Characteristics of deep-sea turbulent flow fluctuation near seafloor in Izena Cauldron, Okinawa Trough, Japan

Abstract

In this study, direct continuous measurements of deep-sea turbulent flows near the seafloor were made in the Izena Cauldron hydrothermal fields, Okinawa Trough, Japan, to understand the dynamics of the bottom mixed layer. The objectives of this study were to reveal time series fluctuations of deep-sea turbulence intensity, that is, the turbulence energy dissipation rate, using an expendable vertical microstructure profiler (VMP-X), and to correlate them with in situ environmental data (flow, turbidity, conductivity, temperature, and depth data) obtained from a monitoring station installed on the seafloor near the VMP-X observation point.
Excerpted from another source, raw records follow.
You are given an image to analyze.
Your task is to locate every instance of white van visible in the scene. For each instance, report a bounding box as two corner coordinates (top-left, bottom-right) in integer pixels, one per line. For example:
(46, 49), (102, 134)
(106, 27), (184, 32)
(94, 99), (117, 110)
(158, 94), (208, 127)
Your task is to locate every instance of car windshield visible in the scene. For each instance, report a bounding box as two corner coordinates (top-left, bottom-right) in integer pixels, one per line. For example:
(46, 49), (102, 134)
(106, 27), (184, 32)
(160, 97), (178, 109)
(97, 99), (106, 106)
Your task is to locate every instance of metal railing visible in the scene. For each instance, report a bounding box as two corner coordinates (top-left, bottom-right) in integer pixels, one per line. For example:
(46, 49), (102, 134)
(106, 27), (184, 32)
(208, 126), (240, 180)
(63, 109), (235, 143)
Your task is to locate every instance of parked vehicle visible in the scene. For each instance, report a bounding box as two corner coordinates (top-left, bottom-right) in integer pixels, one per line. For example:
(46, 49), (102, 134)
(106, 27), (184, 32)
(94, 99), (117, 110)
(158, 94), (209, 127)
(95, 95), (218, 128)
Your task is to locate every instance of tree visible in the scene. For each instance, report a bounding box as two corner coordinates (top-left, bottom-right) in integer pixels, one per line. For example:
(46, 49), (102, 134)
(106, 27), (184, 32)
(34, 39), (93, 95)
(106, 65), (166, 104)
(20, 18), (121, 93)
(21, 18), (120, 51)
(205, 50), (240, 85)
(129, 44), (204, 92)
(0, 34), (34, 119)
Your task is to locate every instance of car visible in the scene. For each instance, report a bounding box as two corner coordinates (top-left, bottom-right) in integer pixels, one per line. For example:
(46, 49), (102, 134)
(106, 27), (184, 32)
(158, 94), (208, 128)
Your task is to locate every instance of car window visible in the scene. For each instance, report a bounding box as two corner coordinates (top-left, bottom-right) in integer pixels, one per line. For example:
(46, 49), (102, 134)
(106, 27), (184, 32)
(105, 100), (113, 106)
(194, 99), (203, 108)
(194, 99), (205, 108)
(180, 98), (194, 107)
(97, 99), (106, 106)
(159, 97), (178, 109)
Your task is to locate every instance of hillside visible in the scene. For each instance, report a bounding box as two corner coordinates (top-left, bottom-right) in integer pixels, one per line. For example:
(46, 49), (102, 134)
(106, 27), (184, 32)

The turbulence energy dissipation rate ($\boldsymbol{\varepsilon}$) value near the seafloor changed from 10−10 to 10−7 W kg−1, and $\boldsymbol{\varepsilon}$ maxima were observed from a flood tide between ebb tides (13:00–15:30 and 20:30–23:00) around a depth of 960 m, whereas the $\boldsymbol{\varepsilon}$ values decreased to 10−9 W kg−1 during ebb tide. In the former case, the water temperature increased only slightly, but in the latter case, water temperature increased by 0.1 °C. Furthermore, the turbulent flow was relatively strong from the seafloor to a height of around 50 m from the bottom. Turbulent flow observation points were located to the west of the hydrothermal vent area. The bottom topography of this area is closed. Deep-sea current data were successfully obtained for the layers between the seafloor and 60 m above the bottom, and periodic fluctuations with east–west and north–south components were synchronously observed with water-level variations. According to these environmental data and complex (closed) bottom topography data, the increasing water temperature fluctuation may occur as a result of hydrothermal venting (transport or intrusion of warm water). Therefore, $\boldsymbol{\varepsilon}$ may be affected by hydrothermal venting. However, to better understand the dynamics of vertical mixing processes, more observational data, such as continuous turbulent flow data, are necessary. In future studies, we will collect and analyze more spatiotemporal field data using VMP-X to understand the dynamics of the bottom mixed layer and improve the accuracy of numerical models.